Syifa menggeleng pelan. Kini pijatannya sudah sampai ke paha, diurut pelan memanfaatkan licinnya body lotion dari lutut hingga ke bibir vagina, lalu kembali ke lutut lagi. Saat melewati bibir vagina, Syifa agak iseng dengan menekan ke dalam, sehingga Mira kembali mendesah.

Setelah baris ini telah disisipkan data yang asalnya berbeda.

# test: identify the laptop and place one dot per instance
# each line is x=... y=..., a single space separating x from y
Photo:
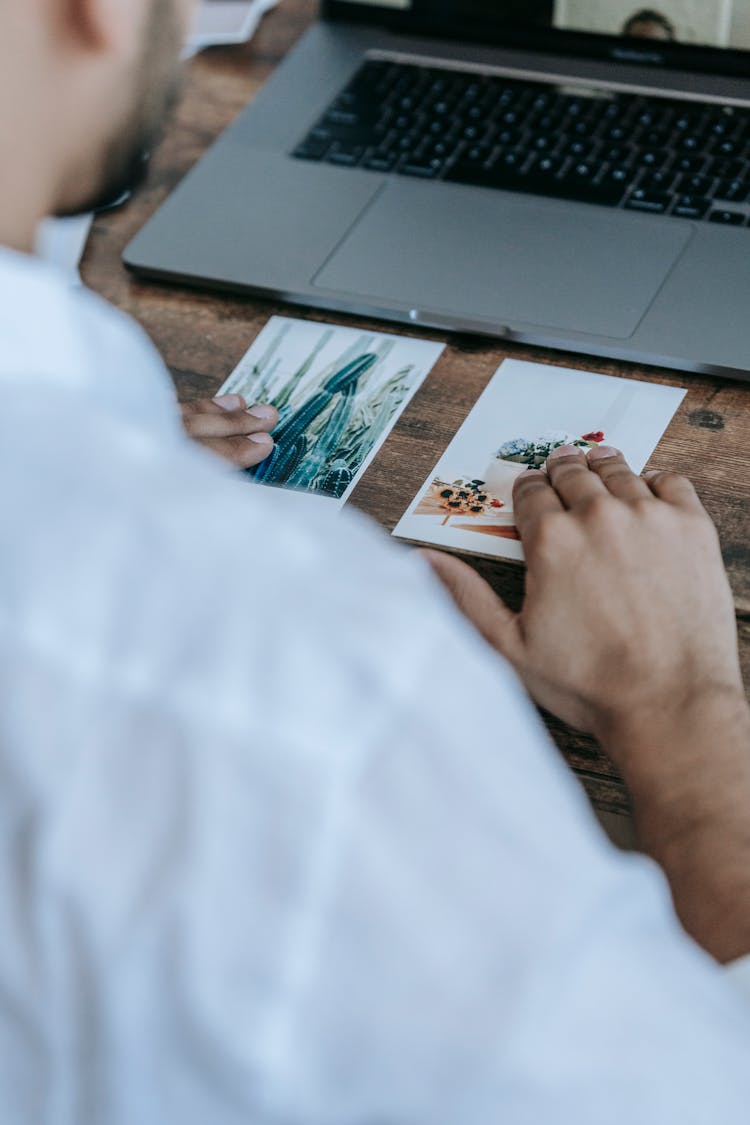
x=572 y=173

"Jangan diusap terus, Syif, ngilu aku"
"Ya emang pijetannya kayak gini koq, tahan aja, ntar aku colok lagi malahan"

Mira mendengus, menahan tubuhnya yang ingin berkelojotan. Setelah beberapa kali putaran, Syifa beralih mengusap perut, dari bawah, naik ke dada, lalu tangannya meremas pangkal payudara, dijalankan hingga menyempit mencapai puting sebelum dilepas. Ini sukses membuat Mira kembali menggelinjang.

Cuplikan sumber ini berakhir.